New York, NY (Top40 Charts) John Trudell Archives and Inside Recordings announce a re-issue of the critically acclaimed John Trudell release AKA Grafitti Man on 180-gram vinyl and CD, following the successful Record Store Day limited edition release last month.
AKA Grafitti Man was originally released in 1986 on Trudell's own Peace Company label, and then again in 1992 by Rykodisc, with executive producer Jackson Browne, as a compilation of the earlier collection of recordings. Upon release the album was hailed by
Bob Dylan as "the best album of the year . . ."
The new and LP release is on black, 180-gram vinyl and was manufactured by the Pallas Group in Germany, and includes printed lyric sleeves and a full digital download of the album along with a bonus video for Rockin' The Res. The CD package is expanded from the original 1992 release, and also includes Trudell's lyrics.

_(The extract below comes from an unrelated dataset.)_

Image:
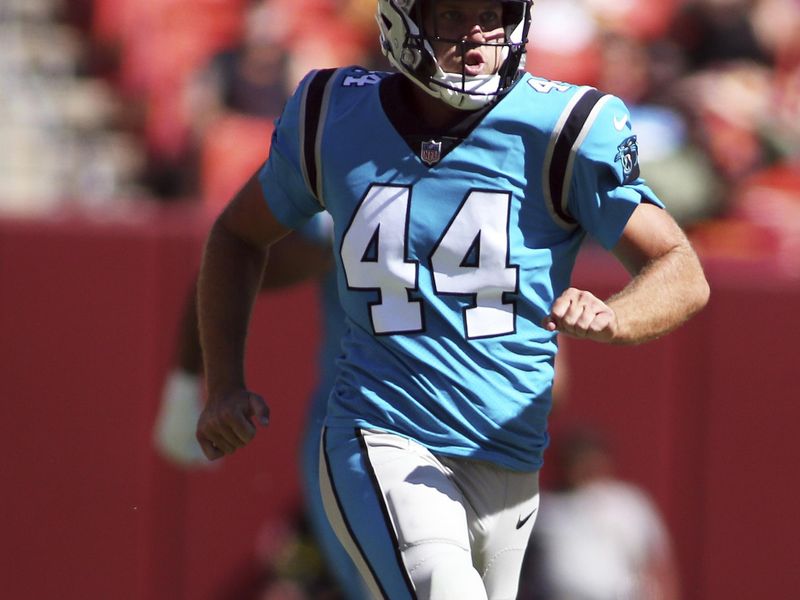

The CD and LP can be pre-ordered through Amazon here:
https://www.amazon.com/Aka-Grafitti-Man-John-Trudell/dp/B00WVE1MQ4/ref=sr_1_fkmr0_3?s=music&ie=UTF8&qid=1493072444&sr=1-3-fkmr0&keywords=aka+grafitti+man+2017
For more information please visit johntrudell.com and johntrudellarchives.org
JOHN TRUDELL AKA GRAFITTI MAN
TRACK LISTING
1. Rockin' The Res
2. Grafitti Man
3. Restless Situations
4. Wildfires
5. Baby Boom Ché
6. Bombs Over Baghdad
7. Richman's War
8. Somebody's Kid
9. Never Never Blues
10. What He'd Done
11. Beauty In A Fade
12. Tina Smiled
ABOUT JOHN TRUDELL
John Trudell (1946-2015) was a leader for the Indian of All Tribes Occupation of Alcatraz in 1969, and went on to serve as Chairman of the American Indian Movement (AIM) from 1973-1979. On February 11, 1979, he burned an American flag on the steps of the F.B.I J. Edgar Hoover building in Washington D.C., as he'd been taught in the military to burn the flag once it had been desecrated; and the US government's treatment of Native Americans and its classism and racism had desecrated the flag. Some 12 hours after the flag incident, a fire "of suspicious origin" burned down Trudell's home on the Shoshone-Paiute reservation in Nevada, killing Trudell's pregnant wife, Tina, their three children and Tina's mother. The F.B.I. declined to investigate, and the blaze was officially ruled an "accident." After the fire, Trudell turned his tears into writing poetry and later, spoken word music and acting. A lifelong activist and human rights advocate, he was quoted as saying "I'm just a human being trying to make it in a world that is rapidly losing its understanding of being human."